Dear Magic
I don't know what is happening to me and around me. It is like my world lost its meaning. I do not know what I needed to do, who I needed to be. I only know that I am suppose to act my age, do what is needed and asked to do, be strong, be independent. However, as much as I would like to, I am lost. It feels like the colors of my world starts to peel away one by one, and with the meanings of it went as well.
What did I wanted to do. If this is a depressive stage relapsing, it is pretty scary because it is not sudden, but gradual and bits and pieces just fades. It's like you looking forward to eating an ice cream the entire week, but when you can see the ice cream, you suddenly do not know what to do with it. And even if someone gave you one, instead of indulging that icy goodness you looked forward too, you just throw it away without even touching it.

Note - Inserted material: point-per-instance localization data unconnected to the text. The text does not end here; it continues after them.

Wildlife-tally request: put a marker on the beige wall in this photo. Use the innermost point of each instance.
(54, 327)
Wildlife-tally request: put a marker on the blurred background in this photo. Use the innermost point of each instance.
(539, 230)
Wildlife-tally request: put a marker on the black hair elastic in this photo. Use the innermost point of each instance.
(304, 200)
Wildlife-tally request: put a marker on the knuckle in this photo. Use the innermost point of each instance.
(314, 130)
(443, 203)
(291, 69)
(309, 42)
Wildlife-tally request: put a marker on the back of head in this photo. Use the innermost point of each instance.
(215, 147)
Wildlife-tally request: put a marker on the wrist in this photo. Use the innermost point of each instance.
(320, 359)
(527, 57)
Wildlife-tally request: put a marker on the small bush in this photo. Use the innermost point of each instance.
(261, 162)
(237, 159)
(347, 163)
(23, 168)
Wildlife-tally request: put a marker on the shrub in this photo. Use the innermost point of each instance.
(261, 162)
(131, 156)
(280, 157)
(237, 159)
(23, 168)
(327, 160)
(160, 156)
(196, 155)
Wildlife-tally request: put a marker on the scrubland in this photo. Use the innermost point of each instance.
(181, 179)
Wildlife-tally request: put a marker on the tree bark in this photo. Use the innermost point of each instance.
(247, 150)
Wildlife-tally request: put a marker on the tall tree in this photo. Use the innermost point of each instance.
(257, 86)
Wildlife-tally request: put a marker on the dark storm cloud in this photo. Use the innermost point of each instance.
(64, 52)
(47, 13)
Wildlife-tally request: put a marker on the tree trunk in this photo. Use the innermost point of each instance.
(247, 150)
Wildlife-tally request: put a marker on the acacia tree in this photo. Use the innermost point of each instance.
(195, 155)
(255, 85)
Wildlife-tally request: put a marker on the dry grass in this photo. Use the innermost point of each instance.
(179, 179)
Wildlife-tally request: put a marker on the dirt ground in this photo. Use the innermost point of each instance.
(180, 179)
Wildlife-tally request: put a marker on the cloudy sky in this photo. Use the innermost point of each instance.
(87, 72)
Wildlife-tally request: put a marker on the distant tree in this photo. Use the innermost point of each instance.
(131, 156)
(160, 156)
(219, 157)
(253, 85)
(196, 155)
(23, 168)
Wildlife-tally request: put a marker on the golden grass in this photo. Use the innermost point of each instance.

I do not know what is wrong. I just feel overwhelmed, by what I have no idea. I am just sad and/or afraid. Like I want to burst into tears and give it a big powerful sob and get on with life, but I cannot even cry out, I can tear up but that is it. I don't like this feeling. I don't like feeling like this. I really really don't like what is happening to me. I am trying my hardest to keep it together yet I feel the more pieced together I try to be, the more broken I feel.
Nobody is able to help me. Apparently because I myself do not even know what the problem is, so how does anyone help me. This feeling is so alone, uninterested in doing anything but makes me mentally and emotionally worn out. I feel so useless, worthless and that I cannot amount to anything, Just very lost. This time, I have not need to push people away, as they naturally just distanced themselves from me. Too much negative energy, I apologize for that.
I guess I need to close down for maintenance.